GDC TCGA: cannot find CNV files by their UUIDs
0
0
Entering edit mode
3.0 years ago
Ld_60 ▴ 40

Hi everyone,

I am trying to find the corresponding TCGA sample IDs for a set of DLBC tumour samples of CNV data (downloaded in May 2018) using their file UUIDs. I am using the code provided here. The problem is that the function described in that link returns an empty table, i.e. the UUIDs of my samples are not found in GDC.

I tried to manually search for a UUID of one of my samples (da4b04a1-700b-4022-a56c-11329b8106cc) in the GDC repository (https://portal.gdc.cancer.gov/repository) and I could not find it! The file appears to have been deleted, but I am not sure about that. I then tried to filter the repository to only keep TCGA-DLBC Masked CNV samples (files) and looked for my sample by its file name (XYLEM_p_TCGASNP_207_212_N_GenomeWideSNP_6_A01_1051280.nocnv_grch38.seg.txt). I found a file having the exact name as my sample, with the exception that it ends with .seg.v2.txt (v2 added between seg and txt). However, the file has a completely different UUID (193bdf2c-7e6c-44b7-9cd8-004504b3e7a1).

Could this mean that the v2 file is a newer version of the one I am looking for ? If it is the case, how is it possible to find the samples I have by their file UUIDs ?

Thank you very much for your help!

TCGA GDC CNV UUID • 1.2k views
1
Entering edit mode

I had posted another script here, which converts filenames to TCGA barcodes: C: problem in matching the names between file names and patients Id in TCGA However, it can neither find your file.

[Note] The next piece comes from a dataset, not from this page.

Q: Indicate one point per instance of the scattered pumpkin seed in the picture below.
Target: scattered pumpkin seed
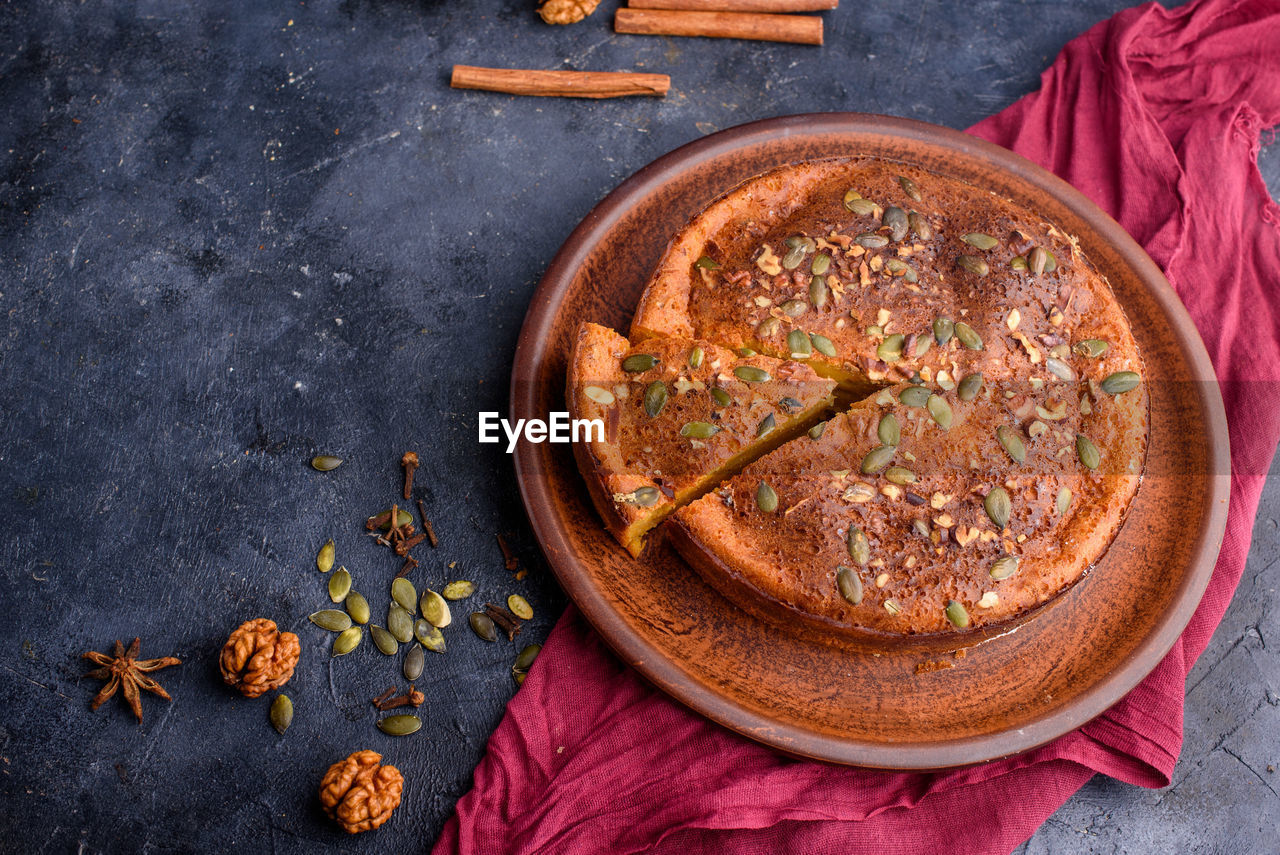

Going by the 'brute force' approach to which I allude here, A: Sample names for TCGA data from GDC-legacy archive, there is data for hg18 and hg19 for this sample in GDC Legacy. In the main GDC, I do only see the v2 sample (hg38). One must assume that the sample was repeated for some reason and that v2 reflects the one to use.

By the way, if you are doing copy number analysis, you may be interested in looking here: A: How to extract the list of genes from TCGA CNV data That avoids the need to download any data from GDC and instead starts with the Broad Institute's pre-processed data.

1
Entering edit mode

Hi Kevin, thanks a lot for your answer. I've actually found out that the CNV data has been updated in June 13th 2018 as part of the 12.0 Data Release. In the corresponding release notes, the following is stated: "Updated Copy Number Segment and Masked Copy Number Segment files are now available. These were generated using an improved mapping of hg38 coordinates for the Affymetrix SNP6.0 probe set". Since I have the data from May 2018, this is the reason why the files are not available. I am still trying to figure out how I can search for the data from previous releases.

1
Entering edit mode

Thanks for the follow up, Ld_60. I am not sure you'll find the previous release in the public domain. You will likely have to contact the GDC. They have responded to me quickly in the past, provided I use an academic affiliation.